それは、大家会の先輩方の教えです。「こらからの大家は、業者に頼らず自分達で客付けをしなければならない」。実際自分が大家になるとその意味がはっきりわかりました。なので、営業活動は入居者の為を想い、とことん拘りました。その甲斐もあってリフォームから1ヶ月以内で、入居をいただくことができました。

 

5:これから古家不動産投資を考えている方へメッセージ

現在はもう一戸購入し入居までできています。やってみて思ったのは、実践に勝る勉強はないということがわかりました。不動産投資を足踏みしていた数年間。やろうと決心してからの数ヶ月。今思えばなぜもっと早くやらなかったのかという思いがたまによぎります。

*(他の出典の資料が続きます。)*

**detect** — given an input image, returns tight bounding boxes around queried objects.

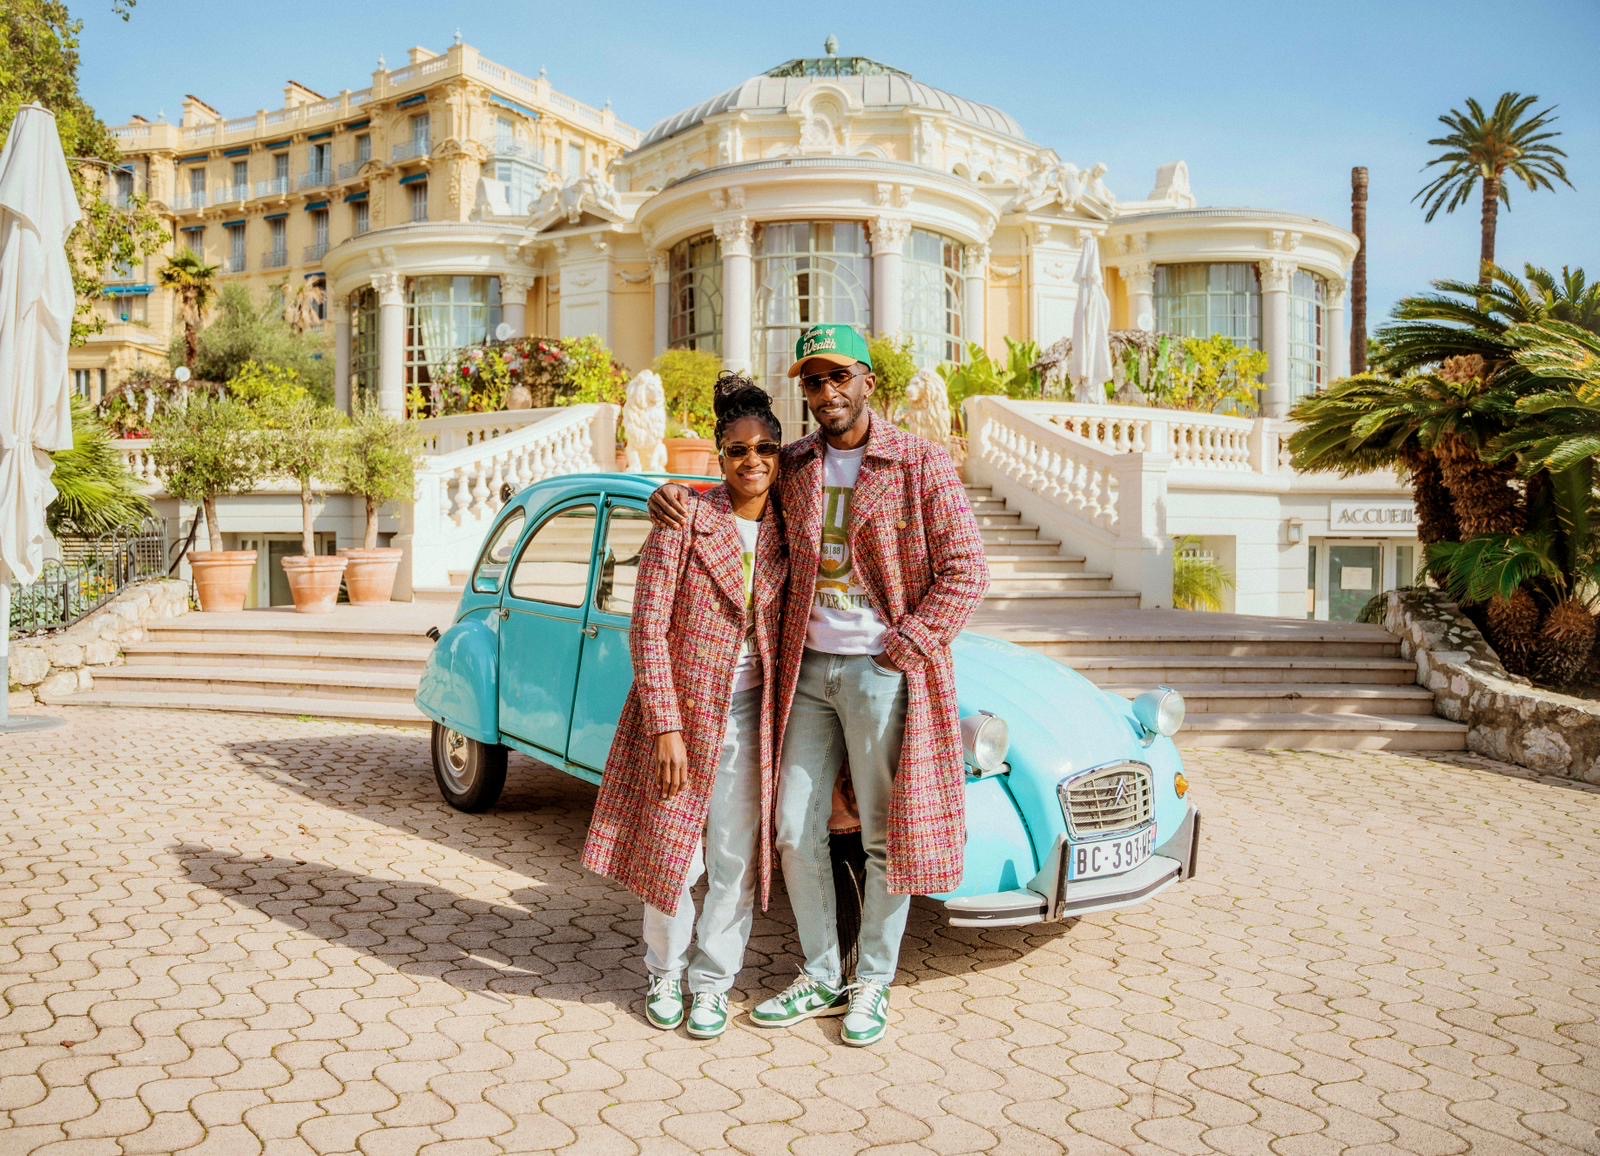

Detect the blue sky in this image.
[77,0,1600,319]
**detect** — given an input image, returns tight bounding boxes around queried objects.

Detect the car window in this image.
[473,509,526,593]
[595,505,652,617]
[509,504,596,606]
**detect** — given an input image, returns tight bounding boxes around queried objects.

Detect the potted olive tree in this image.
[654,348,721,475]
[338,399,423,605]
[150,395,266,611]
[263,397,349,613]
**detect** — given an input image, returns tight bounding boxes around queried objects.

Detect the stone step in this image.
[121,639,433,673]
[65,690,427,728]
[979,540,1071,558]
[968,498,1009,513]
[413,586,464,604]
[985,572,1114,592]
[92,663,421,703]
[1062,654,1420,685]
[980,527,1045,544]
[1004,633,1399,659]
[984,556,1089,576]
[144,623,435,651]
[1098,682,1438,715]
[1173,712,1466,751]
[983,590,1142,611]
[974,511,1024,527]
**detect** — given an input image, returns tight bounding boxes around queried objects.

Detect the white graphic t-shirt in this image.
[805,445,888,655]
[730,515,763,693]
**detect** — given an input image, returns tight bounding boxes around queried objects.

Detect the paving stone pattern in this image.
[2,706,1598,1155]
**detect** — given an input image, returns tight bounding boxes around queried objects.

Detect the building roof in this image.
[636,49,1026,149]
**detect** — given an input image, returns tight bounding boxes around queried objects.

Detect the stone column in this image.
[651,250,670,356]
[501,272,534,338]
[331,297,352,413]
[1258,258,1293,418]
[1125,261,1155,332]
[870,216,910,340]
[963,243,988,354]
[715,216,753,373]
[373,271,406,418]
[1325,276,1349,383]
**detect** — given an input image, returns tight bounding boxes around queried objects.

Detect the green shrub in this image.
[652,347,722,437]
[867,334,917,419]
[339,401,424,550]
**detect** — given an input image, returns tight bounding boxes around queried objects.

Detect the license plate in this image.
[1070,826,1156,881]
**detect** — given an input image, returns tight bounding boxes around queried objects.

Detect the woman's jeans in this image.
[642,686,762,995]
[775,651,910,987]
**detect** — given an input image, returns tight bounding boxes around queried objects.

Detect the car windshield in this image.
[473,509,526,593]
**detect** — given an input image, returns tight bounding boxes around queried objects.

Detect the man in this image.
[649,324,988,1046]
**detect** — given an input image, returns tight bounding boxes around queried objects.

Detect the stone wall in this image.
[7,579,190,707]
[1382,588,1600,784]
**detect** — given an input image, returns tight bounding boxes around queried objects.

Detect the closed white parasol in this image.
[0,105,82,731]
[1066,238,1114,404]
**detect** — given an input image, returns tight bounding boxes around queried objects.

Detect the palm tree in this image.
[1413,93,1572,285]
[157,250,219,371]
[280,278,327,336]
[47,397,153,536]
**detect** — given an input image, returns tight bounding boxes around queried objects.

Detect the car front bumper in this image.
[944,806,1201,928]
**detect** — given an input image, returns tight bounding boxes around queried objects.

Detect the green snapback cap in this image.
[787,324,872,377]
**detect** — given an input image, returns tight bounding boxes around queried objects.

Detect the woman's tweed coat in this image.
[581,485,787,916]
[775,416,989,896]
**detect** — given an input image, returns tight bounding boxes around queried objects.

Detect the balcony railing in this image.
[224,255,247,273]
[174,194,206,213]
[353,218,371,237]
[261,249,289,270]
[211,184,249,206]
[392,138,431,164]
[298,169,332,191]
[338,159,369,180]
[255,177,290,198]
[304,241,329,262]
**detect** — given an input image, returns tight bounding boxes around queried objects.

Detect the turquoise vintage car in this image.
[416,473,1201,927]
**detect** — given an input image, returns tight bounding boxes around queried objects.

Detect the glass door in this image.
[1326,543,1381,622]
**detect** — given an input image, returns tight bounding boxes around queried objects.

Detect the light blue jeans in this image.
[775,650,911,987]
[642,686,762,995]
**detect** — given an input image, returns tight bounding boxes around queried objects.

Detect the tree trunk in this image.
[1437,432,1521,538]
[365,497,379,550]
[183,319,198,371]
[1404,447,1458,546]
[203,496,221,551]
[301,486,315,559]
[1479,174,1501,286]
[1350,167,1368,374]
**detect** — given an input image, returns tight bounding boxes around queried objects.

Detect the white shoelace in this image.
[777,973,825,1002]
[692,992,728,1017]
[647,975,678,1004]
[847,979,887,1018]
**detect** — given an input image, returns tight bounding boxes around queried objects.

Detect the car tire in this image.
[431,722,508,812]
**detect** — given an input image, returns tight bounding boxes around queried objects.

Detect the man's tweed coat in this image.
[775,416,989,896]
[581,485,787,916]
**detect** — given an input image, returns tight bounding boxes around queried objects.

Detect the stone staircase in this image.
[65,488,1466,751]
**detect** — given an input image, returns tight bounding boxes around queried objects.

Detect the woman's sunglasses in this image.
[720,441,782,460]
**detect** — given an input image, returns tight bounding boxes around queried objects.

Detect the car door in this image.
[566,499,653,774]
[497,500,599,760]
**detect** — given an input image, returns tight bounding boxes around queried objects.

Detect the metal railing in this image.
[8,522,167,637]
[212,184,249,205]
[262,249,289,269]
[224,254,248,273]
[338,159,368,180]
[256,177,290,198]
[298,169,332,190]
[304,240,329,262]
[392,138,431,163]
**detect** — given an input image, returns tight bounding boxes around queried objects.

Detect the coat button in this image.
[897,519,907,530]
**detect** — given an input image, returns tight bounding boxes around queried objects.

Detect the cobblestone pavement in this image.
[2,707,1598,1156]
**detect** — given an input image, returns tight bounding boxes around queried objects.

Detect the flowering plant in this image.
[431,335,575,416]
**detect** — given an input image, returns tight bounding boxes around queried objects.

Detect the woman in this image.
[581,374,786,1039]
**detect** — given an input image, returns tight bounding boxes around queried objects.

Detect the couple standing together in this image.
[580,324,990,1046]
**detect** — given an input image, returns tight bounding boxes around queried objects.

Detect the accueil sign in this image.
[1328,500,1417,535]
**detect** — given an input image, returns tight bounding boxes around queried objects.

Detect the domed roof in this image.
[636,49,1026,150]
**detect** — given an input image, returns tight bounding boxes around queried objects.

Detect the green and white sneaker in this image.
[686,992,731,1039]
[841,980,889,1047]
[749,974,848,1027]
[645,975,684,1030]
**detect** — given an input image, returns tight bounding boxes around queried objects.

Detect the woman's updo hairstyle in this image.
[712,370,781,448]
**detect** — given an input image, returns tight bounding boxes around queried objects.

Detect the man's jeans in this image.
[642,686,761,994]
[775,650,910,987]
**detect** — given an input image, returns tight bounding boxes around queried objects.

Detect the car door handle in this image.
[583,624,599,639]
[498,608,510,620]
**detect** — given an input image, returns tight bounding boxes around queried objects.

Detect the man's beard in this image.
[814,391,867,434]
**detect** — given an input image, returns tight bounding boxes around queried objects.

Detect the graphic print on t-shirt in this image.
[817,485,871,612]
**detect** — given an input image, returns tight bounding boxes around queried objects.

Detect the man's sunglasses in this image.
[720,441,782,460]
[798,365,862,393]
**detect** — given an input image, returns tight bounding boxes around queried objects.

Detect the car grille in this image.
[1059,762,1154,836]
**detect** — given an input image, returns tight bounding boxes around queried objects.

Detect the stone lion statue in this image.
[622,370,667,473]
[902,368,952,447]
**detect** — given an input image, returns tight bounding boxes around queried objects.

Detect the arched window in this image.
[668,233,722,354]
[1288,270,1327,402]
[1153,263,1260,349]
[902,228,965,367]
[349,286,379,406]
[404,275,503,388]
[753,222,872,432]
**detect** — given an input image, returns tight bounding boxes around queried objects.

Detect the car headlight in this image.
[960,711,1010,775]
[1132,688,1185,744]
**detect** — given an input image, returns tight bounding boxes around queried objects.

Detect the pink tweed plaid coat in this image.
[775,416,989,896]
[581,485,787,916]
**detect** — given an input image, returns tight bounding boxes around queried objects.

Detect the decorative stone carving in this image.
[371,270,404,303]
[964,243,990,274]
[902,369,951,446]
[622,370,668,473]
[649,251,669,283]
[501,272,535,298]
[1083,163,1114,206]
[1324,276,1348,306]
[1148,161,1195,208]
[713,215,753,254]
[1258,258,1294,292]
[871,216,912,253]
[1122,261,1154,292]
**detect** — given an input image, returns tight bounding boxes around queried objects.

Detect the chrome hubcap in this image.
[438,728,474,794]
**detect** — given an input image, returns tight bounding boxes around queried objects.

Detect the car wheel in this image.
[431,722,508,812]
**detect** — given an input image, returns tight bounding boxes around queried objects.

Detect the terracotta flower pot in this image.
[189,550,257,613]
[341,547,403,606]
[664,436,717,477]
[282,554,349,614]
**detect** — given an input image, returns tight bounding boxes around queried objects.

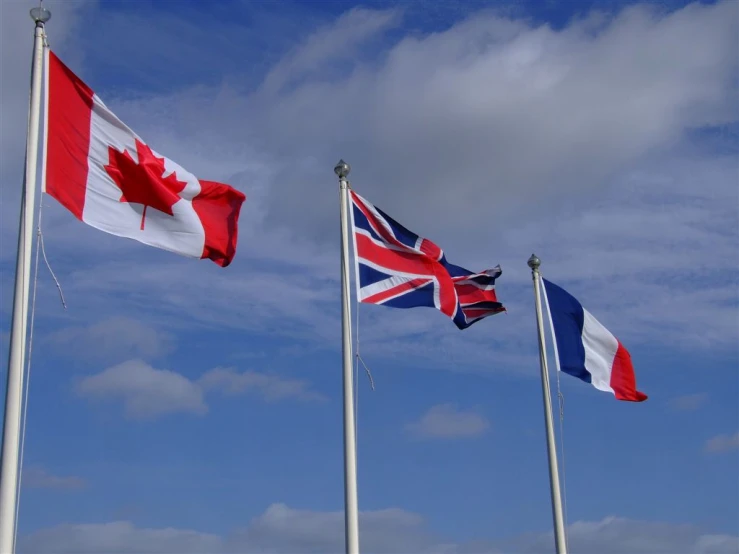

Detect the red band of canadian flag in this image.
[44,50,245,267]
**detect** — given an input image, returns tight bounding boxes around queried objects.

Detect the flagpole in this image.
[0,8,50,553]
[335,159,360,554]
[528,254,567,554]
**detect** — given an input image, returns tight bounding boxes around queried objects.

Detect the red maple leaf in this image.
[104,139,187,230]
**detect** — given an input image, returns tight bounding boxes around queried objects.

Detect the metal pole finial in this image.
[30,6,51,24]
[334,159,351,179]
[528,253,541,270]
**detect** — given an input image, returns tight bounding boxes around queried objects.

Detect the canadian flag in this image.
[43,50,246,267]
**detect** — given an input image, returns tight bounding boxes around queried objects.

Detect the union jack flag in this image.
[350,190,505,329]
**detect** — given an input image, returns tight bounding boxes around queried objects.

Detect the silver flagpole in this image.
[0,7,50,553]
[335,160,360,554]
[528,254,567,554]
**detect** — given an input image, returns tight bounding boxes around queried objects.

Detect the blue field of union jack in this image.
[350,190,506,329]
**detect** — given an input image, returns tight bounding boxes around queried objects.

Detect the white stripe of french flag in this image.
[542,278,647,402]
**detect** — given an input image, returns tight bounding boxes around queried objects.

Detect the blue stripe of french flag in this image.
[542,278,647,402]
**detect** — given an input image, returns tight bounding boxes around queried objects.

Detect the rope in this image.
[540,275,570,550]
[354,302,359,459]
[352,278,376,466]
[348,179,376,465]
[353,285,375,392]
[555,366,570,551]
[14,200,44,547]
[38,224,66,308]
[356,354,375,391]
[13,191,66,548]
[348,178,375,401]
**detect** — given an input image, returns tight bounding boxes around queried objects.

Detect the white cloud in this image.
[50,257,339,347]
[2,1,737,378]
[24,1,733,363]
[251,0,737,237]
[21,521,221,554]
[2,6,735,553]
[226,503,446,553]
[503,516,739,554]
[260,7,401,95]
[669,393,709,412]
[199,367,326,402]
[405,403,490,439]
[705,432,739,454]
[76,360,324,419]
[46,316,175,364]
[18,508,739,554]
[75,359,207,420]
[22,466,86,490]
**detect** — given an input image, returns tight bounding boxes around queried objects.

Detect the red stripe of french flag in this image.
[609,340,647,402]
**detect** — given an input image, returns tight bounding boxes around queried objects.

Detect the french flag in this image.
[542,278,647,402]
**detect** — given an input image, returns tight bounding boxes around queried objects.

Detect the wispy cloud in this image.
[12,0,732,376]
[502,515,739,554]
[405,403,490,439]
[22,521,222,554]
[46,316,175,364]
[260,7,402,94]
[19,508,739,554]
[1,3,736,549]
[2,2,736,386]
[22,466,87,490]
[199,367,326,402]
[705,432,739,454]
[668,393,708,412]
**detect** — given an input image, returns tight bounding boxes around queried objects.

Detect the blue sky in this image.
[0,0,737,552]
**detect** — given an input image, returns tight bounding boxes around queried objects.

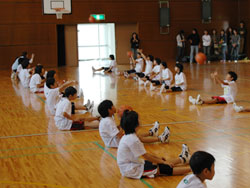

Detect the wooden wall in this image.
[0,0,241,69]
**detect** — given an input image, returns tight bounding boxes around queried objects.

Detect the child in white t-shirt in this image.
[54,86,99,130]
[139,58,161,87]
[29,65,45,93]
[92,55,117,73]
[150,61,173,91]
[177,151,215,188]
[117,110,191,179]
[19,59,33,88]
[136,49,153,79]
[97,100,171,148]
[189,71,237,105]
[46,78,77,115]
[123,53,144,78]
[160,63,187,93]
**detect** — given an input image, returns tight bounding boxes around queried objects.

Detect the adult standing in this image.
[238,21,247,54]
[211,29,219,57]
[231,29,240,63]
[176,30,185,63]
[227,27,233,61]
[130,32,140,59]
[202,30,211,63]
[187,28,200,63]
[219,30,227,63]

大家業で資産運営を始めたいと思っている方はいちはやく行動して下さい。「行動の覚悟」と「忍耐力」を持つことは絶対に必要です。古家物件を買付けし抜群なリフォームをしても、今日明日今月といった期間で、入居者が付くとは限りません。数ヶ月はかかります。物件が増えてくれば加速度的に進められるのですが、最初の方は期待と不安がある分、時間がとても長く感じられます。私はその時間を自分と向き合うこと、未来の夢を描くことに使いました。こうやってモチベーションを下げずに頑張れば、おのずと結果はついてくると思います。